5 more healthcare iPad apps that I dream of for Christmas

Last Christmas, I wrote about five iPad apps that could potentially beat the arrival of the fat man in the red suit. I've since rummaged around Apple's app store, but for some reason, none of them have yet to appear. Of course, I don't always get things right. But I am persistent, which is why I'm back with five more healthcare finance iPad apps that just might arrive in time for Christmas:


iCharity

Price: Hmmm ... what can you live with?

Details: This app works particularly well for those hundreds of hospitals with charity care expenditures, that are, er, lacking. Plug in the salaries of your C-suite executives and overall system revenue, and the app will provide the sum that should be spent on charity care. Two settings are available: the spending level guaranteed to satisfy the Internal Revenue Service and the spending level guaranteed to satisfy your conscience. Conscience level may be set during the registration process.

 

iHospitalCEOSalary

Price: What we're entitled to

Details: This app was created by the CEOs at the annual ACHE conference last spring who responded to an instant poll that they were underpaid. Input the CEO's education, work experience and hospital size, and the app calculates the appropriate base and supplemental pay--along with the multiple of that pay the CEO believes he or she deserves. A handy lockout feature ensures hospital trustees can't access iHospitalCEOSalary when conferring on pay levels.

 

iERDivert

Price: Priceless!

Details: Getting tired of losing business to that upstart, more consumer-friendly community hospital on the other side of town? This devious little app hacks into the app they use to broadcast their emergency room wait times. Who knew you could wait 46 days and nine hours to get a scrape treated? Additionally, iERDivert posts a pop-up ad for your own hospital just underneath the wait time of your rival. Do it to them before they do it to you!

 

iDrugShortage

Price: The patients whose lives you prolong will consider it priceless.

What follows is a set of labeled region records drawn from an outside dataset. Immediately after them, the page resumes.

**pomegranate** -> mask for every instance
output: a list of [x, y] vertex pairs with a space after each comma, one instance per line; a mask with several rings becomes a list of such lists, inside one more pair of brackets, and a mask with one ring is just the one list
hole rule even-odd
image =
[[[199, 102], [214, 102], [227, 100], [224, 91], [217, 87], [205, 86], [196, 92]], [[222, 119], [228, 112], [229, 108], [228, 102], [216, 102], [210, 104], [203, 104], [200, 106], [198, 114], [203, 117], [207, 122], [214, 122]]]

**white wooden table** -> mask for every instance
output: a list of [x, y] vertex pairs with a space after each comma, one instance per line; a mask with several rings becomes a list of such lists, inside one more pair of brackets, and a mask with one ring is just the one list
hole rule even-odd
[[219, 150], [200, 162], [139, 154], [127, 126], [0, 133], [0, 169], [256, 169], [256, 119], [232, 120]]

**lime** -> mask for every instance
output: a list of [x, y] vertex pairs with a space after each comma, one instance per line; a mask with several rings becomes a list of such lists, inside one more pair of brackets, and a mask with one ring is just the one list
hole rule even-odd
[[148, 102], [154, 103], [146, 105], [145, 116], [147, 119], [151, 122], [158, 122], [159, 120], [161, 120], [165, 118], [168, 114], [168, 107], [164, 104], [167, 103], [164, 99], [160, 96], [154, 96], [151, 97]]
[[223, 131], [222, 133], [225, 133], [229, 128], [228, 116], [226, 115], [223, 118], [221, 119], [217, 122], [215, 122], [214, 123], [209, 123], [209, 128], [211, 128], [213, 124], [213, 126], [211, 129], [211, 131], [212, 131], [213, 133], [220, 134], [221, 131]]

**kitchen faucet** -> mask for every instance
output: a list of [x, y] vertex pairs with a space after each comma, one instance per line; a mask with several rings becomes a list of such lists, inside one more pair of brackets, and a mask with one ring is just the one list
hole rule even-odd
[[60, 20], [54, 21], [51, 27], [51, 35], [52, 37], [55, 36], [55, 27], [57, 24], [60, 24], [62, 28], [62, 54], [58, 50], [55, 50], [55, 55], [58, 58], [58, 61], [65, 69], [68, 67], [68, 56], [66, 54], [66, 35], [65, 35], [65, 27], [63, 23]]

Details: A group sympathetic to the Occupy movement surreptitiously hacked into the databases for the Center for Medicine in the Public Interest--an organization whose ferocious liplock with big pharma and hatred of healthcare reform isn't touching, but is at least peerless. As a result, you can now access a list of every generic drug that could be in "shortage" over the next six decades. A terrific way to stock your pharmacy just before each reasonably-priced life-saving cancer drug within a 6,000-mile radius mysteriously disappears.

 

iSupremes

Price: Read the tea leaves

Details: Waiting on pins and needles about how the Supreme Court will rule on the Affordable Care Act? Very loosely styled after the Magic 8-Ball toy, this app gives you a new scenario and outcome every time you shake your iPad. My favorite one: A devious clerk feeds the justices marijuana-laced brownies just before they deliberate. It not only redefines the term "High Court" but results in a single-payer system! There's also an outcome even more wildly improbable: During arguments, Clarence Thomas actually asks a question.